I have a friend, a learned scholar, who brought this engaging exchange to my attention posted at The Science Network.
It’s a talk by Neil deGrasse Tyson basically saying that religion is what some early scientists turned to when they could not explain the unknown and was used to fuel their creative thought. The talk is lively and fun. Tyson tells us to keep in mind that some of the greatest minds that have preceded us expressed notions of intelligent design when faced with the limits of their knowledge. “Science is a philosophy of discovery, intelligent design is a philosophy of ignorance. “ He encourages us to acknowledge that people are feeling at the limits of their knowledge when they invoke the notion of intelligent design. He also encourages us to be self-aware of when we are at the limits of our knowledge and not let our belief systems limit our creativity, our search for knowledge. Fun, fun, fun.

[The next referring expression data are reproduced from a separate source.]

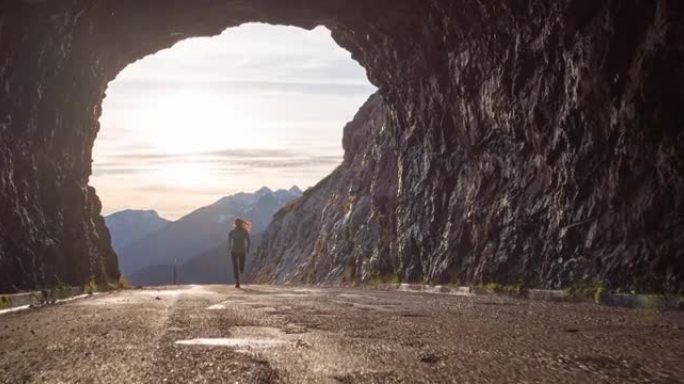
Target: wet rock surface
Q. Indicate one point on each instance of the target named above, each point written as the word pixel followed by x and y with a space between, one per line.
pixel 315 335
pixel 535 142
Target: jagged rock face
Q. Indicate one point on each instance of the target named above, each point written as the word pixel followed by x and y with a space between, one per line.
pixel 535 141
pixel 342 229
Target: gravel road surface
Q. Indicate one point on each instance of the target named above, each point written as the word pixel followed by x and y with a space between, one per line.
pixel 267 334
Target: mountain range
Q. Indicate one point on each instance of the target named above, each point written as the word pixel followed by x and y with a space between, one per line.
pixel 148 246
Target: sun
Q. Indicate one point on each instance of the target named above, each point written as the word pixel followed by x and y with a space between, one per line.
pixel 194 122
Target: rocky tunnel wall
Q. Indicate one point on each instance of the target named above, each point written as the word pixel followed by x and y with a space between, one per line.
pixel 537 142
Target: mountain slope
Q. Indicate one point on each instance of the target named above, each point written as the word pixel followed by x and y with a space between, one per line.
pixel 202 231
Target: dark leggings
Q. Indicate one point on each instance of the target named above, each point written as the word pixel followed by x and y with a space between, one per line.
pixel 238 264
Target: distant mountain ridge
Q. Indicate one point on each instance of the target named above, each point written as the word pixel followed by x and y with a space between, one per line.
pixel 199 235
pixel 131 225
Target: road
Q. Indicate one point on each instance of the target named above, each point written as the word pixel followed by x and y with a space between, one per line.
pixel 266 334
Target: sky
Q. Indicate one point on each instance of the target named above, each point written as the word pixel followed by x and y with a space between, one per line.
pixel 258 105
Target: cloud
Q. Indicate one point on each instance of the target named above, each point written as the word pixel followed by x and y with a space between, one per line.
pixel 258 105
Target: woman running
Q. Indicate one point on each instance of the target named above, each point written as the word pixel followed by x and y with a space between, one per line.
pixel 238 245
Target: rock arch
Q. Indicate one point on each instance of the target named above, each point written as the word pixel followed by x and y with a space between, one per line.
pixel 536 142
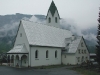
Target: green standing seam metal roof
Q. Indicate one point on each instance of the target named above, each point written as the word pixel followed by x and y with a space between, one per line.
pixel 52 9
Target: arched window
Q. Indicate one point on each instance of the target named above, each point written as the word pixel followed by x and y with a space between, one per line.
pixel 56 19
pixel 47 54
pixel 55 54
pixel 49 19
pixel 36 54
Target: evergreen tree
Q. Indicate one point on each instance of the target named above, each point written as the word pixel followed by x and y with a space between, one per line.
pixel 98 41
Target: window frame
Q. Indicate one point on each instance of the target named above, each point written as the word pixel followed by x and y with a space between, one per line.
pixel 36 54
pixel 49 20
pixel 56 19
pixel 47 54
pixel 56 54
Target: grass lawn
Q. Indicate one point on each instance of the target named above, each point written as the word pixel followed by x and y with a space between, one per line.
pixel 85 71
pixel 48 67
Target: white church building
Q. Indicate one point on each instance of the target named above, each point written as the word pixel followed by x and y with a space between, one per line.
pixel 46 44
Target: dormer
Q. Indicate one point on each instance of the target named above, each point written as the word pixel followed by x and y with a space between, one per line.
pixel 53 18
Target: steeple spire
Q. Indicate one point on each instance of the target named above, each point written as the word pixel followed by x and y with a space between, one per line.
pixel 53 8
pixel 53 18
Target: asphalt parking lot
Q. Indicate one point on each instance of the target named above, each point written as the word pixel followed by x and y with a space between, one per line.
pixel 6 70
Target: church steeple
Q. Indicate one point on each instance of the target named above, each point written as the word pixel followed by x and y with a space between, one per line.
pixel 53 18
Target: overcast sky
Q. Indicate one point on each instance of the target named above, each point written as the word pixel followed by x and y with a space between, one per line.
pixel 83 12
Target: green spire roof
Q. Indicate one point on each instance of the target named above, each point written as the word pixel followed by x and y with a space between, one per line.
pixel 53 8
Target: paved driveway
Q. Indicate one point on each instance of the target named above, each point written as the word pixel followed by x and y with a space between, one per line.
pixel 5 70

Dr. Tyson is joined on the panel by speakers including Michael Shermer, author of “Why People Believe Weird Things.” Michael Shermer takes a social scientist’s point of view, asking the question: what are the different variables that go into a person’s belief system? He states that smart people believe weird things “because they are better at rationalizing beliefs they arrived at for non-smart reasons. Which is to say that most of the beliefs that most of us hold we arrived at because we were raised that way, or we were influenced by peers or mentors.” It’s human nature to want to find reasons to justify what we believe.
Another panalist states that business interests understand that science and innovation is important for the economy but they don’t particularly care if there is a large number of uneducated people. However, from the public policy and government affairs point of view, it is critically important that citizens are educated. In the United States, elected officials are tasked to represent and put into law policies and practices that the voters want. If the people are uneducated on the most basic of human affairs, bad policy and government will result. Business and government need educated people–business may need a few, but good government requires many more.

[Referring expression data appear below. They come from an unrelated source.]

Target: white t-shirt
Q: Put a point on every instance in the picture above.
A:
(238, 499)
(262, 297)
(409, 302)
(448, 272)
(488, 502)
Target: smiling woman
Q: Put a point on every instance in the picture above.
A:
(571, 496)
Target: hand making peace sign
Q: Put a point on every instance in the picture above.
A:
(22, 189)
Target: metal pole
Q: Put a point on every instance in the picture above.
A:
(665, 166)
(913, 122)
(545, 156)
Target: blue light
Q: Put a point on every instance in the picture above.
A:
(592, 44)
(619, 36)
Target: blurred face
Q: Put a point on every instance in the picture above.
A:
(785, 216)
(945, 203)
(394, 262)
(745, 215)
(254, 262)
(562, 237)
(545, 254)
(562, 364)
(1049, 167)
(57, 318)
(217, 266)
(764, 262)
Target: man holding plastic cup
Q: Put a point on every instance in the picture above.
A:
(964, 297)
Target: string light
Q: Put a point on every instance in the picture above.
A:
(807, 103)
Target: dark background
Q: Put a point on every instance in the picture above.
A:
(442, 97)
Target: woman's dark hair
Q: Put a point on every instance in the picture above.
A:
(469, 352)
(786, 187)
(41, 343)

I started this blog to encourage myself and others to challenge beliefs. First, acknowledging and modifying beliefs in light of new discoveries (“Own It”). Then, acknowledge how the updated beliefs make us feel (“Feel It”), put those new beliefs into daily practice (“Live It”), and then be happy with our lives (“Love It”).

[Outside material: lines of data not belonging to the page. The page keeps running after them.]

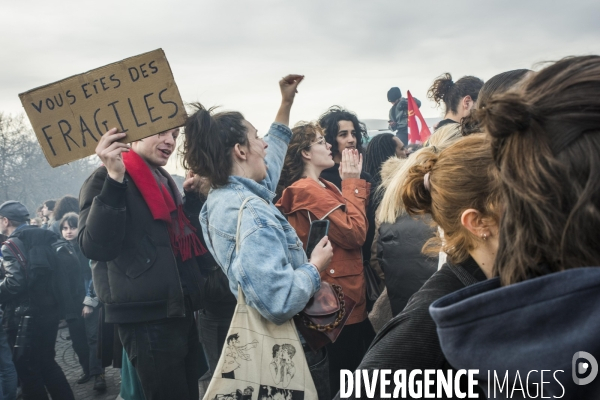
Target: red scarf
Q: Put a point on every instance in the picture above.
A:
(163, 207)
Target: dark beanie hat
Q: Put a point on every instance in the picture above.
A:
(14, 211)
(394, 94)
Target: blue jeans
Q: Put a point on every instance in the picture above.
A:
(8, 373)
(165, 356)
(38, 371)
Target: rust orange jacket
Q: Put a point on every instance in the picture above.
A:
(305, 201)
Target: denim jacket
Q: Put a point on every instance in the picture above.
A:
(271, 265)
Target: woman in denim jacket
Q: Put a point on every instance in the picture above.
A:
(271, 266)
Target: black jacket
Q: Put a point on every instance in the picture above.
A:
(333, 175)
(19, 292)
(410, 341)
(405, 267)
(135, 272)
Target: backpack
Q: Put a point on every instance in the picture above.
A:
(50, 261)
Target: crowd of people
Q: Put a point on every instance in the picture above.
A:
(473, 251)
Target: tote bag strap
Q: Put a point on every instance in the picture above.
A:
(241, 298)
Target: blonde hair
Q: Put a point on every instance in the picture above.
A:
(460, 177)
(391, 206)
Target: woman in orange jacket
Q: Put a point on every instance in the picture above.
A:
(305, 197)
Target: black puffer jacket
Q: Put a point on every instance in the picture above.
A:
(137, 276)
(406, 269)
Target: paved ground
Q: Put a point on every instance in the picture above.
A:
(66, 358)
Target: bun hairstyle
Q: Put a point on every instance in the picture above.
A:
(497, 84)
(444, 185)
(208, 141)
(445, 90)
(303, 135)
(545, 143)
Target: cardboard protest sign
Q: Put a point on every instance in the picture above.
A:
(137, 95)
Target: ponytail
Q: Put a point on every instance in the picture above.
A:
(208, 141)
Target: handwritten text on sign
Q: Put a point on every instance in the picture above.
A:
(137, 95)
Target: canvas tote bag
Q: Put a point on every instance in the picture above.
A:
(260, 360)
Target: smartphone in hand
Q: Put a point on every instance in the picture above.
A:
(318, 230)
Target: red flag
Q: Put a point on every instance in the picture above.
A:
(416, 134)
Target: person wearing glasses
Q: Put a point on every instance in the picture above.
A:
(305, 197)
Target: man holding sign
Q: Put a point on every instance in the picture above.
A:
(136, 226)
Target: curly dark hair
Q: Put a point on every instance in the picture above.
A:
(303, 135)
(379, 149)
(546, 141)
(209, 138)
(71, 218)
(329, 121)
(497, 84)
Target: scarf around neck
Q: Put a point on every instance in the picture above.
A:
(164, 207)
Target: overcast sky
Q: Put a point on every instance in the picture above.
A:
(232, 53)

It’s worth the 75 minutes to view the program because it makes you think about religion and beliefs in a different way. For me, this program was a reminder that wisdom (religion, philosophy, psychological) is a means for people to seek a deeper human experience and be encouraged to press forward, even in the face of seemingly overwhelming confusion, doubt, and unknowns. I felt both hopeful that public policy will balance the teaching of science and intelligent design in schools and happy that there is a role for belief in play in people’s creative lives. Watch the program and let me know how it made you think about what you believe, if it made you modify what you believe and how that makes you feel as you deeply connect with people and the world around you.